Four Of A Kind - Chapter 151: [3.53] Forgotten Ghosts

Chapter 151: [3.53] Forgotten Ghosts
Mr. Bellamy nodded. Started removing pins.
I stepped down from the platform once he finished. My arms ached from holding them out for so long.
Vivienne handed me a bottle of water from her bag. I hadn’t asked for it. Didn’t realize I needed it until the cold plastic touched my palm.
“Drink,” she ordered. “You look dehydrated. And possibly concussed.”
“I’m fine.”
“You keep saying that. It keeps being false.”
I drank the water. She was right. I was thirsty. Hadn’t eaten lunch. Hadn’t done a lot of things that normal humans do to stay functional.
Mr. Bellamy returned from his back room with a garment bag. “The suit will be ready by Friday afternoon, Miss Valentine.

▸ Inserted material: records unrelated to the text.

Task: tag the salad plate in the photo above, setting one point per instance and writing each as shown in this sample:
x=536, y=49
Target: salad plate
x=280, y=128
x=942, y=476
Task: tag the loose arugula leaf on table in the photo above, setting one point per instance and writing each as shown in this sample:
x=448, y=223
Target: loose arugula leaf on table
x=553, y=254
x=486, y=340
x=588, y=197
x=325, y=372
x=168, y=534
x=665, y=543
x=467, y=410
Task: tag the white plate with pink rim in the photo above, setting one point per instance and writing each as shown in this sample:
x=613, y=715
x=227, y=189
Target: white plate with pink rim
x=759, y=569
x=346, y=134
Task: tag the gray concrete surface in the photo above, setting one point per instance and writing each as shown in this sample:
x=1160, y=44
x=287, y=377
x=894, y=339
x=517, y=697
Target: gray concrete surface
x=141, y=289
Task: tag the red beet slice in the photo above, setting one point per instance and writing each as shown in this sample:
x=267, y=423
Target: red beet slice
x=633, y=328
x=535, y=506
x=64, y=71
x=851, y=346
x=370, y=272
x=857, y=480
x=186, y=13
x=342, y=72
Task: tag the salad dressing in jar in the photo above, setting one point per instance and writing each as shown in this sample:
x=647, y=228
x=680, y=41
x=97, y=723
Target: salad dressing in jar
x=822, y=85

I’ll have it delivered to the manor by six.”
“Thank you, Mr. Bellamy. Bill the household account.”
“Of course.”
We left. The bell chimed behind us. The street was busy. People walking dogs. Businessmen on phones. A kid eating ice cream even though it was barely sixty degrees out.
Normal city things.
Vivienne started toward the parking garage. I followed.
“You need to turn your phone back on,” she said without looking at me. “Your sister might need you. Also I sent you the updated schedule for Saturday and you probably missed it.”
“I will. Later.”
“Isaiah.”
“Vivienne.”
She stopped walking. Turned around. Looked up at me with an expression that was difficult to decipher. Somewhere between concern and something sharper. More personal.
“Whatever your mother said, whatever she wants from you, you don’t have to forgive her. You don’t owe her anything. Not forgiveness, not understanding, not a single response.” Her voice dropped lower. Almost a whisper. Like she was worried someone might overhear something private. “But you do have to stop punishing yourself for her choices. You have to stop carrying guilt that isn’t yours.”
“I’m not—”
“You are.” She cut me off. Clean. Final. The way she probably ended debates when she knew she’d already won. “You’re sitting in parking lots having emotional collapses instead of going to class. You’re turning off your phone because seeing her name makes you feel sick. You’re working yourself into the ground because if you stop moving for five seconds, you’ll have to actually think about what happened. About what she did.”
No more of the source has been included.